[BUG] Basic encoding failing and detecting as chinese, croatian and others when it is standard spanish
nelsoni-talentu opened this issue · 2 comments
Describe the bug
When passes a bytes string encoded in different charsets from utf-8, it detects wrong charset and wrong language.
Behavior was detected on QA testing of a book text extractor module.
To Reproduce
from charset_normalizer import detect
bytes_str = "Probar los siguientes términos: ñandú, ándale, ésta, índice, cargó, último".encode("CP1252")
detect(bytes_str)
Output:
## First attempt
{'encoding': 'Big5', 'language': 'Chinese', 'confidence': 1.0}
## Third attempt
{'encoding': 'mac_latin2', 'language': 'Croatian', 'confidence': 1.0}
Expected behavior
{'encoding': 'ISO-8859-1', 'language': 'Spanish', 'confidence': 1.0}
Desktop (please complete the following information):
- OS: Windows 10 22H2
- Python version: 3.10
- Package version: 3.3.0
You speak about a book but only give us a sentence.
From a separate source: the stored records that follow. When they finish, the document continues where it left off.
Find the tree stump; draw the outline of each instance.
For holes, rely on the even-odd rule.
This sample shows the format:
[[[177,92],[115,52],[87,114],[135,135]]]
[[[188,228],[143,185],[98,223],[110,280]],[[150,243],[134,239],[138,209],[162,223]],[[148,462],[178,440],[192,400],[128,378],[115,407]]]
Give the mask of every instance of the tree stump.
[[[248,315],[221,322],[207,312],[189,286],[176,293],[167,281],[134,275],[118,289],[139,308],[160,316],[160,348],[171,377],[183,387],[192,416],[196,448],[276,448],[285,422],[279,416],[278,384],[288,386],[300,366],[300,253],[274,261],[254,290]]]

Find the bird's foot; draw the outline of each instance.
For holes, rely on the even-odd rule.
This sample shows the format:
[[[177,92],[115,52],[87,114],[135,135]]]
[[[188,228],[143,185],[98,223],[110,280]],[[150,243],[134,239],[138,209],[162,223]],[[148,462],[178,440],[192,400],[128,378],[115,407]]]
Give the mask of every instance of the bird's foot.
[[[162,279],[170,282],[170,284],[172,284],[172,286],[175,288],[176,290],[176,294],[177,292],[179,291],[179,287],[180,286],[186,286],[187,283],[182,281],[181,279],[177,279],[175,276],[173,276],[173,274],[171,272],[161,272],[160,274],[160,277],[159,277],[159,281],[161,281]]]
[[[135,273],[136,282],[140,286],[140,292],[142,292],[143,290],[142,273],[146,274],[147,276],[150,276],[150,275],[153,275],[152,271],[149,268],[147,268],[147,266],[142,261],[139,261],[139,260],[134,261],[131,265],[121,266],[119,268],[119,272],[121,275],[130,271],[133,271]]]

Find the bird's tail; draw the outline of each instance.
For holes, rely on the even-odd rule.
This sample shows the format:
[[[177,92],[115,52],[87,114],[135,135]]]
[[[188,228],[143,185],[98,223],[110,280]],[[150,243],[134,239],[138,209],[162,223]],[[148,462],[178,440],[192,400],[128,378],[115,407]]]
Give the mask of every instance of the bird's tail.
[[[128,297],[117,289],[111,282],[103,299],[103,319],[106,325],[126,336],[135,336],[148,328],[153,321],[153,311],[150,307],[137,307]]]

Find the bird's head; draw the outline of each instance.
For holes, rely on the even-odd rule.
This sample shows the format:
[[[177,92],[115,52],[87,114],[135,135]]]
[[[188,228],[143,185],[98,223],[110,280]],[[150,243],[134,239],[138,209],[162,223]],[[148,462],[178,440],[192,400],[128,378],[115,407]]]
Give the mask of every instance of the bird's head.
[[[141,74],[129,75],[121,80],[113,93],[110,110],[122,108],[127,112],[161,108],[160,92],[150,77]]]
The program does not yield different result across tries on the exact same bytes, so I suspect that you used different "sentences" or extract within the same book.
Immediately I suggest that you feed the detector with a bigger part of said book.
We cannot accurately propose an update without a significant file.
Without proper data, I am obligated to close it in its current state.
Feel free to answer back when you can.